Premier film d’Harmony Korine, Gummo demeure cette balade étrange et mortifère dans un univers sinistré qui célèbre l’émotion trash et la poésie glauque. C’est bourré de défauts mais ce sont certainement les écueils qui jouent en sa faveur. Sous de multiples influences (Cassavetes, Godard et bien sûr, Clark), le cinéaste qui n’avait alors 23 ans confirmait une sensibilité brute d’écorché vif révélée par le script de Kids.
L’action se situe dans un bled paumé de l’Ohio où les habitants ne se sont jamais remis d’un ouragan dans les années 70. Depuis, plus rien ne s’y passe. Salomon, le narrateur, et son ami Tumler flânent dans les rues afin de tuer leur inconsolable ennui. À travers leurs errances, ils croisent des individus en proie au même mal-être. Un synopsis qui sur le papier évoque quelques grands films sur des individus perdus dans le tumulte de l’existence (on s’évoque très très rapidement le Cyclo de Trần Anh Hùng pour oublier très très rapidement aussi). À l’écran, la puissance élégiaque hache menu les références et zigouille les présupposés critiques. Korine s’attache à son sujet de prédilection: les ados qui tels des âmes paumées, errent, sniffent de la colle, se consument progressivement, n’hésitent pas à massacrer des chats, gèrent des trafics crapoteux.
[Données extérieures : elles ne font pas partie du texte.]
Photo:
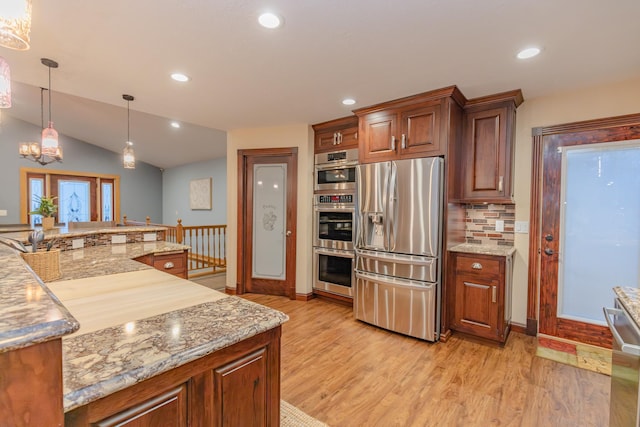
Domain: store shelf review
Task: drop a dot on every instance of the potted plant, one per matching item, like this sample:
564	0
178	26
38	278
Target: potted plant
46	209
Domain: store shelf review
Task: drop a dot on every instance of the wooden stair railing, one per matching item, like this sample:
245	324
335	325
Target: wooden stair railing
207	254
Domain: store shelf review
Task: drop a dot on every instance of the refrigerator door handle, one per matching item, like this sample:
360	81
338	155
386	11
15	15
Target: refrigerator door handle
624	347
392	207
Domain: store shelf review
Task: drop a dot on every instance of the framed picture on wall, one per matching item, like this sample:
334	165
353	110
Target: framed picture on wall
200	192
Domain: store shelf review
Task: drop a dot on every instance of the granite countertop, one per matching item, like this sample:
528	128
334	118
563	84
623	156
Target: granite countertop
29	312
110	259
65	232
108	360
473	248
630	299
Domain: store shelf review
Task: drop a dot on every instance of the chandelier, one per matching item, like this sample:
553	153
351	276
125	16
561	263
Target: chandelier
48	150
15	24
128	156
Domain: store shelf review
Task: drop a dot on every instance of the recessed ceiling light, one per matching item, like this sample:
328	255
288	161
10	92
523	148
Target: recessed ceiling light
270	20
528	53
179	77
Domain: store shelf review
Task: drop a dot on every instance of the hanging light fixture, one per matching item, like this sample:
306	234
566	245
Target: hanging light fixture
15	24
49	134
5	84
129	157
48	150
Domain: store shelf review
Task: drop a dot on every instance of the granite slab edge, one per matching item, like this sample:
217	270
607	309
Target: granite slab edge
111	359
479	249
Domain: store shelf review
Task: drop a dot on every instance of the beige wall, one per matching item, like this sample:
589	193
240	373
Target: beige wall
585	104
300	136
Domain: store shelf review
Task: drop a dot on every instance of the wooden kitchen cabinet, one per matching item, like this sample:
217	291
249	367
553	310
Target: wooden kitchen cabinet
481	295
488	148
339	134
171	262
410	127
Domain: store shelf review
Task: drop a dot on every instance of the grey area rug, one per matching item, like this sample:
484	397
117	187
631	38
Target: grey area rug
290	416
Scénariste de Kids et de Ken Park, Korine s’est fait une spécialité dans la représentation d’adolescents qui donnent l’impression d’avoir déjà tout vécu (ou plutôt d’être déjà dégoûtés avant d’avoir vécu). Avant d’être le portrait d’une poignée de laissés-pour-compte dans une Amérique dévastée, le constat paraît personnel. En réalité, ce sont les angoisses de Korine qui s’expriment ici: la difficulté d’être marginal ou simplement différent dans un monde dénué de fantaisie comme d’espoir. C’est l’ado qui a du mal à entrer dans le moule uniforme qui cause et hurle son désespoir à l’écran. Au constat rude, le cinéaste propose l’alternative de visions surréalistes (les oreilles de lapin, les spaghettis bolognaises bouffées dans le bain). Quelque part entre le documentaire (présentation de personnages qui s’adressent à la caméra), la photo et la fiction, il utilise tous les supports possibles (recours à la vidéo pour filmer une catastrophe naturelle). Il ne se passe pour ainsi rien, mais c’est ce vide existentiel qui remplit la texture du récit. Tous les personnages possèdent des désirs et des vies schizo. D’où le choix de Korine d’imposer des ruptures de ton et un brouillage dans le temps du récit et surtout de fragmenter le film en deux sans tomber dans la dichotome bassement binaire: d’un côté, la réalité insoutenable; de l’autre, un univers foisonnant et fantasmé. D’un côté, on passe Like a prayer de Madonna; de l’autre, du punk et du death metal. D’où des envolées lyriques inattendues et des scènes dont le réalisme happe. D’où le thème souterrain à toutes ces histoires qui ne confinent pas à l’anecdote: la quête de la suprême différence chez autrui pour prouver qu’on existe.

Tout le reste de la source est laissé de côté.